Seattle police spokesman Sgt. Sean Whitcomb said Wednesday that the department had just received the letter and that it was being “carefully reviewed.”
The letter focuses on the Police Department’s application of a 1967 U.S. Supreme Court ruling called Garrity vs. New Jersey, which holds that any potentially incriminating statement made by a police officer cannot be used to prosecute him in a criminal case if the officer believes he was compelled to give the statement under threat of losing his job.
The law allows for officers, in those cases, to provide a “true and involuntary statement” that cannot be used against them later in a criminal case. Officers often invoke Garrity during internal investigations when they’ve been accused of wrongdoing and are forced to choose between being punished at work for not cooperating with the investigation or potentially exposing themselves to prosecution if they do.

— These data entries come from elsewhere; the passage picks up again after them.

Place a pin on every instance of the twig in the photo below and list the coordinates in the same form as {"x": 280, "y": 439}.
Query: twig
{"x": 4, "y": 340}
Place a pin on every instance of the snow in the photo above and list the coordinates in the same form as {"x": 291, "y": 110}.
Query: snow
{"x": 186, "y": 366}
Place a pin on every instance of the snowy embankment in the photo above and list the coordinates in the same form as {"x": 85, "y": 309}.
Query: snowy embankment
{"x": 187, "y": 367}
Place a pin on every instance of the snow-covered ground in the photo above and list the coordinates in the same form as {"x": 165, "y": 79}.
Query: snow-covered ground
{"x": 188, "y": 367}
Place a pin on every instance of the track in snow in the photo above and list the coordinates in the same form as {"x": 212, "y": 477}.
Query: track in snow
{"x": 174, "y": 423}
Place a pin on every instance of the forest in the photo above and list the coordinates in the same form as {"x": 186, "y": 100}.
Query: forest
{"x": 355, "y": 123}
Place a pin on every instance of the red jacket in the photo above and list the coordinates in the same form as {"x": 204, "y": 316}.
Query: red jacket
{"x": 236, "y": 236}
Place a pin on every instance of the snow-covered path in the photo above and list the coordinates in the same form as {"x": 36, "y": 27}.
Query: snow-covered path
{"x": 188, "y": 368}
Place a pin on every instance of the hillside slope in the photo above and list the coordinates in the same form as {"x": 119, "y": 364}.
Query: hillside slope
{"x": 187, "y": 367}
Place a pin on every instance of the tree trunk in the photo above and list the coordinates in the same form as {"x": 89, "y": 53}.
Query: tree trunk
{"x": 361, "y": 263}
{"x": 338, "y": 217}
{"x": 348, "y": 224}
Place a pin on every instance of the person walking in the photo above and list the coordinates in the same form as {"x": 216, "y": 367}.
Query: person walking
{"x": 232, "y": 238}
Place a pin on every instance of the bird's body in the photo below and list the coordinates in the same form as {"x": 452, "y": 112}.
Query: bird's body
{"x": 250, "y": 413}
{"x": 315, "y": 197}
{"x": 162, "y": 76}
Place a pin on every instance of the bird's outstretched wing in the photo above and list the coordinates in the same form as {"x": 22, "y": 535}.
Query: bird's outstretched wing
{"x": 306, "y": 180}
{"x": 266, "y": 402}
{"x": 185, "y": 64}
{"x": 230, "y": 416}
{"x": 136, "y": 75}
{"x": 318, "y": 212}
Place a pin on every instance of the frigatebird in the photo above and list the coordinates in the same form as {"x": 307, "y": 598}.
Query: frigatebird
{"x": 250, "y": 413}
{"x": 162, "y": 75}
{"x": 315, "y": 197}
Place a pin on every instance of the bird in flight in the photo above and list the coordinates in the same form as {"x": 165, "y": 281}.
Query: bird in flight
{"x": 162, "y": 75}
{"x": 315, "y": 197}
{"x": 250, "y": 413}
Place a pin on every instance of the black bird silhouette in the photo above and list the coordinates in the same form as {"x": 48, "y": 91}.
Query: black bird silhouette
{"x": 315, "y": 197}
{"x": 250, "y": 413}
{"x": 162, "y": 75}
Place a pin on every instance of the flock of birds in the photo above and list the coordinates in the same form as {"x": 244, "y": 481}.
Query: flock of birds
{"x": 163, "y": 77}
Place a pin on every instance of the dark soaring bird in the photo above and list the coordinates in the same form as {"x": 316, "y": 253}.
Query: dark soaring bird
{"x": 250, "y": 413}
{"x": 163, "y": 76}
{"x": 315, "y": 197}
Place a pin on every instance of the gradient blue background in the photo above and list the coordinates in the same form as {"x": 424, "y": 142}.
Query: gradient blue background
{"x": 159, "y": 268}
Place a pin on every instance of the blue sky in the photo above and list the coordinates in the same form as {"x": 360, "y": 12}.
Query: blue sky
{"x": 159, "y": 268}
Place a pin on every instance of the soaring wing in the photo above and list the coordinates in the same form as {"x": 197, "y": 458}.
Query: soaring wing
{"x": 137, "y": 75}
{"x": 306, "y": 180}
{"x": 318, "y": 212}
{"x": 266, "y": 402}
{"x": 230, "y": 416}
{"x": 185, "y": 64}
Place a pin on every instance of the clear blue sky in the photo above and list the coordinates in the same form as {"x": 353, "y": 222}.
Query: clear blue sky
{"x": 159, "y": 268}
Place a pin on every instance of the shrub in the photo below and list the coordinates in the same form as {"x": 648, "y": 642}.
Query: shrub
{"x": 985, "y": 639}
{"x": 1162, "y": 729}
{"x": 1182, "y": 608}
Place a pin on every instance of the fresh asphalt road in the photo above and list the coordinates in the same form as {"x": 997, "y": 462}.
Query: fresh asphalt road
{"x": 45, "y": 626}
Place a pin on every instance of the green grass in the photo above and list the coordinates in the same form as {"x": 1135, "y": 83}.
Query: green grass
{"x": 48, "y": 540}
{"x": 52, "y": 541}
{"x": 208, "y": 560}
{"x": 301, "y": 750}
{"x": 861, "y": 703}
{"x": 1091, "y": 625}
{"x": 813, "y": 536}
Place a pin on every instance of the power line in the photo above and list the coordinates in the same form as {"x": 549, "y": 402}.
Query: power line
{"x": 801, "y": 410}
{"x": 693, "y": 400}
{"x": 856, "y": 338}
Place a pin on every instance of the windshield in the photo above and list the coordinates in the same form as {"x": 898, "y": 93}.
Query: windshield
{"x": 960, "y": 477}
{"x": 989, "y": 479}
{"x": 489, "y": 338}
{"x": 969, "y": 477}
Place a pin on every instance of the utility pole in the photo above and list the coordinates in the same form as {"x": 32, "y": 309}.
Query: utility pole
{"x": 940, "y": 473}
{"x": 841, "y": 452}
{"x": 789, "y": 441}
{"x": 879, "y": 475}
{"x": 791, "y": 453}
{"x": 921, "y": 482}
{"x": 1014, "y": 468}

The Seattle Police Department, according to the letter, has taken the practice to the extreme, extending the Garrity protection to every use-of-force and officer-involved shooting incident.
“SPD’s inappropriate blanket invocation of Garrity may result in the exclusion of important evidence from an investigation,” the letter states. “The practice makes it too difficult to quickly exonerate officers who have followed policy, and to properly discipline officers who have not.”
The practices also “compromise the ability of prosecutors” to evaluate officer-involved force incidents “and to hold officers accountable for their actions.”
According to the Justice Department letter, the recommendations are the result of its ongoing investigation into allegations of the misuse of force and biased policing by Seattle police. The letter was issued as part of a Justice Department promise to Police Chief John Diaz to bring issues to the department’s attention immediately when deemed warranted.
The letter cites the shooting of John T. Williams, a First Nations woodcarver and public inebriate who was killed by Officer Ian Birk in August 2010. The department eventually determined the shooting was unjustified, and Birk resigned.
The Justice Department pointed out that a peer review of the Williams investigation by the San Diego Police Department found the absence of a legally admissible statement “made it impossible to know what Officer Birk saw, how he felt and why he chose to use deadly force.”